Sat Feb 11 08:51:01 +0000 [NODE_0314ff: disk_server_1: disk.outOfService:notice]: Drive 1a.00.2 (SERIAL0314FF): sense information: SCSI:medium error(0x03), ASC(0x14), ASCQ(0xff), FRU(0x00). Power-On Hours: 23719, GList Count: 3, Drive Info: Disk 1a.00.2 Shelf 0 Bay 2 [NETAPP X358_TPM5V3T8ATE NA52] S/N [SERIAL0314FF] UID [00000000:00000000:00000000:00000000:00000000:00000000:00000000:00000000:00000000:00000000].

Sat Feb 11 08:09:54 +0000 [NODE_0314ff: disk_server_0: disk.ioMediumError:notice]: Medium error on disk 1a.00.2: op 0x2a:6bdd0200:0200 sector 1809646080 SCSI:medium error - If the disk is in a RAID group, the subsystem will attempt to reconstruct unreadable data (3 14 ff 0) (4494) UID [00000000:00000000:00000000:00000000:00000000:00000000:00000000:00000000:00000000:00000000]

Sat Feb 11 08:09:54 +0000 [NODE_0314ff: disk_server_0: disk.ioMediumError:notice]: Medium error on disk 1a.00.2: op 0x2a:6bdd0400:0200 sector 1809646592 SCSI:medium error - If the disk is in a RAID group, the subsystem will attempt to reconstruct unreadable data (3 14 ff 0) (4490) Disk 1a.00.2 Shelf 0 Bay 2 [NETAPP X358_TPM5V3T8ATE NA52] S/N [SERIAL0314FF] UID[00000000:00000000:00000000:00000000:00000000:00000000:00000000:00000000:00000000:00000000]

Feb 11 16:42:06 +0000 [NODE_0b2f10: scsi_cmdblk_strthr_admin: scsi.cmd.checkCondition:error]: Disk device 1a.00.6: Check Condition: CDB 0x88:000000019a5ef168:00000008: Sense Data SCSI:aborted command - (0xb - 0x2f 0x10 0x0)(4503).

Node Root Aggregate:

If more drives are failed than RAID tolerance (>1 RAID 4, >2 RAID DP or >3 RAID-TEC), the node will not boot due to missing node root volume. Messages similar to this may be seen on the console:

[{nodename}:raid.assim.tree.noRootVol:error]: No usable root volume was found!

If fewer drives are failed than RAID tolerance (1 RAID 4, 2 RAID DP or 3 RAID-TEC), the node will stay online and RAID reconstruct will begin to replace the missing drives.

Data Aggregate:

If more drives are failed than RAID tolerance (>1 RAID 4, >2 RAID-DP or >3 RAID-TEC), the aggregate will be failed and all data volumes within the aggregate will be unavailable.

Nodeshell aggr status –r or sysconfig -r output shows this failure:

Aggregate {aggrname} (failed, raid_dp, partial) (block checksums)

    Plex /{aggrname}/plex0 (offline, failed, inactive)

If less drives are failed than RAID tolerance (1 RAID 4, 2 RAID-DP or 3 RAID-TEC), the aggregate will stay online and RAID reconstruct will begin to replace the missing drives.

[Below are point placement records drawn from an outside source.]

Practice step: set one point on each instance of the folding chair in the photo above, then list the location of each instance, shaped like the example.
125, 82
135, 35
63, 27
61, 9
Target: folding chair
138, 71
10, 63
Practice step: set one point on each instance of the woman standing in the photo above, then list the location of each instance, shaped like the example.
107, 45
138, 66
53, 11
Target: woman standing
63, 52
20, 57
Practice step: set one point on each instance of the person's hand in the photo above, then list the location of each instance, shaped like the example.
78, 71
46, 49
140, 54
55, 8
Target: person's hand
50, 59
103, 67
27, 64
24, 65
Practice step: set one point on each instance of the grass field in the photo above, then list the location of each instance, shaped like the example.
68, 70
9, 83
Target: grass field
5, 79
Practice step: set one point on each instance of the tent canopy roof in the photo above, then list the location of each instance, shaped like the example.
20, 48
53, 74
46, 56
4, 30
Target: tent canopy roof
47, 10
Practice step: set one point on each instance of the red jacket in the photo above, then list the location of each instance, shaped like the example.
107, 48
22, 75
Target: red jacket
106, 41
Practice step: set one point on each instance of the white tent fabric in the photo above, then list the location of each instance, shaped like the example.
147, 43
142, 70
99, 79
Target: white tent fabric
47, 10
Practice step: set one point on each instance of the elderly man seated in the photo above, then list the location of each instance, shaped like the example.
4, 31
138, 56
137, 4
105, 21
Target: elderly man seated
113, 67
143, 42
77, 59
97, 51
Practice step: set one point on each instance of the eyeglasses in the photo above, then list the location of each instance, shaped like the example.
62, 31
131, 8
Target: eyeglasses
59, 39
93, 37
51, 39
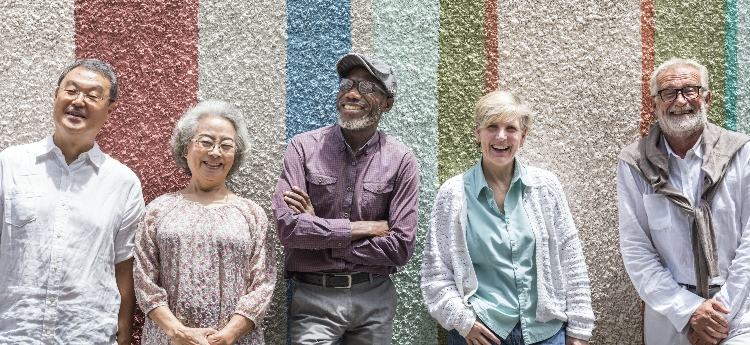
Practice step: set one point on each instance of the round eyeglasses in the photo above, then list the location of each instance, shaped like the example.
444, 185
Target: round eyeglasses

All data volumes will remain available.

Note: In any event, where more drives are failed than RAID tolerance, immediate engagement with technical support is strongly recommended.

Solution

Please download updated firmware for your drives from the Drive Firmware Download page on the NetApp Support site. Also, automatic firmware downloads and updates are available in our current recommended release of ONTAP 9.10.1.

Additional Information

See Bug 1529178

In accordance with the Support Services terms, always update NetApp products with the latest version of firmware and software to provide the best reliability, availability, and serviceability:

Hot spare drives: To best maintain the continuous presence of hot spare drives available in the system, maintain the minimum recommended number of hot spares, and follow the standard drive replacement process if a drive fails.

Active IQ System Risk Detection:

For customers who have enabled AutoSupport on their storage systems the Active IQ Portal provides detailed System Risk reports at the customer and site and system levels. The reports show systems that have specific risks as well as severity levels and mitigation action plans. Drives that are not running the latest firmware is an example of such a risk. Not upgrading to the most current drive firmware could leave the storage appliance vulnerable to undesirable behavior.